Funders and implementers across the Asia Pacific region offered helpful insights. Here are five key takeaways from the discussions.

1. The funding gap to meet HIV strategic targets is large and growing. According to UNAIDS financial estimates, there is a $3.5 billion gap in funding for the HIV response in low- and middle-income countries, falling 55 percent short of the projected needs for 2025. Unfortunately, the COVID-19 pandemic has only increased that gap and has underscored the importance of sustainable financing to meet health needs.

2. The road to diversification is long. KP-led organizations that have already walked the path of diversification have taken years to build their sustainable funding models. It has taken 27 years for the Humsafar Trust, a community-based organization in India, to build its budget from $1,000 to more than $4 million through innovative financing. LoveYourself, in the Philippines, estimates it will take six years to repay the private loan they needed to begin their social contracting revenue stream. In the past four years, Glink in Vietnam has been able to reduce their reliance on grants from 49 percent to 35 percent on their budget. Changing an organization’s established revenue mix is neither fast nor easy.

3. Social contracting is one option for CSO sustainability, but its application is diverse across country contexts. As an umbrella term, social contracting refers to governments funding HIV services through CSOs, but this takes different forms including health insurance reimbursements, performance-based contracts, and even government grants. Countries also pay CSOs to provide different bundles of services. The Philippines pays for antiretroviral treatment, India pays for community outreach and linkages to testing and care, and Thailand pays for outreach, HIV testing, and HIV pre-exposure prophylaxis (PrEP) services. So far, no national government in South or Southeast Asia is paying CSOs to provide the full cascade of prevention, care, and treatment services. Social contracting models can be complex and require enabling national-level regulations. For CSOs, building direct financial relationships with governments, who have the responsibility for providing health services for their residents, is an important step toward sustainability.  

4. Social enterprise models can allow organizations to generate unrestricted, flexible funding. Social enterprise or earned income models can take several forms within global health, allowing organizations to generate unrestricted funding. At the forum, three models were presented:

  • Health care providers who charge for their services, including those that use cross-subsidization models to maintain affordability
  • Adjacent businesses unrelated to health, such as cafés, shops, salons, or food products, that generate revenue to support the provision of health services
  • Innovative concepts that identify weaknesses in health systems and build new businesses to address those gaps, such as rural distribution networks for health products, home delivery of medicines, or emergency transport services

While the businesses may look quite different, the revenue they generate creates a resource flow that organizations fully control, increasing their autonomy and flexibility.
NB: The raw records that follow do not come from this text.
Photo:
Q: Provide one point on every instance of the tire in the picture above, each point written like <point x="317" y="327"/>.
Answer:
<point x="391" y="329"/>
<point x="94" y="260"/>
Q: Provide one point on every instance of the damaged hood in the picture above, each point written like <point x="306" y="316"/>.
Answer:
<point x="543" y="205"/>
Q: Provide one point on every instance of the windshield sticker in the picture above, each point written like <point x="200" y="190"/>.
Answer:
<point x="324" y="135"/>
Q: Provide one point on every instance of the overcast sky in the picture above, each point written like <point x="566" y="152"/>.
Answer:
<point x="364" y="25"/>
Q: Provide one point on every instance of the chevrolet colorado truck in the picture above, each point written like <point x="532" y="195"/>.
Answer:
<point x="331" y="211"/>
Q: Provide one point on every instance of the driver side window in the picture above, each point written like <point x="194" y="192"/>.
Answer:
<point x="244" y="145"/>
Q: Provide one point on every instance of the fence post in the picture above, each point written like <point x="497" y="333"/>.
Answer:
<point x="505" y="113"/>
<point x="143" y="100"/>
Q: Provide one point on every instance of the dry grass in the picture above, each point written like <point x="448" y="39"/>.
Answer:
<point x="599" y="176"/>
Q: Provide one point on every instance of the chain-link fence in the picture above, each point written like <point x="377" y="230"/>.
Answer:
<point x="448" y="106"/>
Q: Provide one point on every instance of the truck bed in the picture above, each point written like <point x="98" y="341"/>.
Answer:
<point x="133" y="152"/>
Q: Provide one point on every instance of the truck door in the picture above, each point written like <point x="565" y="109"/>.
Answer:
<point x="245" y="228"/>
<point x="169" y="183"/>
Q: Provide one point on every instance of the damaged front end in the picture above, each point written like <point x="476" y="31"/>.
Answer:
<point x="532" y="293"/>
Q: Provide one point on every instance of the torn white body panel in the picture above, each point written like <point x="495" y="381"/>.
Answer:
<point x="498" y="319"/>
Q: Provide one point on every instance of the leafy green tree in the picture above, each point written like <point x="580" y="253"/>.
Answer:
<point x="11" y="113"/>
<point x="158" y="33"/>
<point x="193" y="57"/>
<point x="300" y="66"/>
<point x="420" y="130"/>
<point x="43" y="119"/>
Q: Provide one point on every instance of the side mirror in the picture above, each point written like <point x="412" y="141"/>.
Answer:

5. To build a diversified model, organizations must become more comfortable with a range of funding models and donor/client requirements. All the organizations featured at the forum who were successful in developing a sustainable financing model experimented with a range of business models, often including both social contracting and revenue-based modes. Organizations that successfully diversify their funding base design their approaches with the whole cascade of services in mind, advocate for enabling policies and regulations to facilitate their financing mix, and strengthen staff skillsets to respond to a range of funder and client requirements. As the financing ecosystem for HIV changes, sustainable organizations must increase their fluency with diverse funders and models.

Ultimately, money matters because this work matters. As the epidemic evolves, we need funding that gives organizations the strength, flexibility, and autonomy they need to evolve as well, fueling not only sustainable service delivery, but also the innovation that will achieve and sustain HIV epidemic control.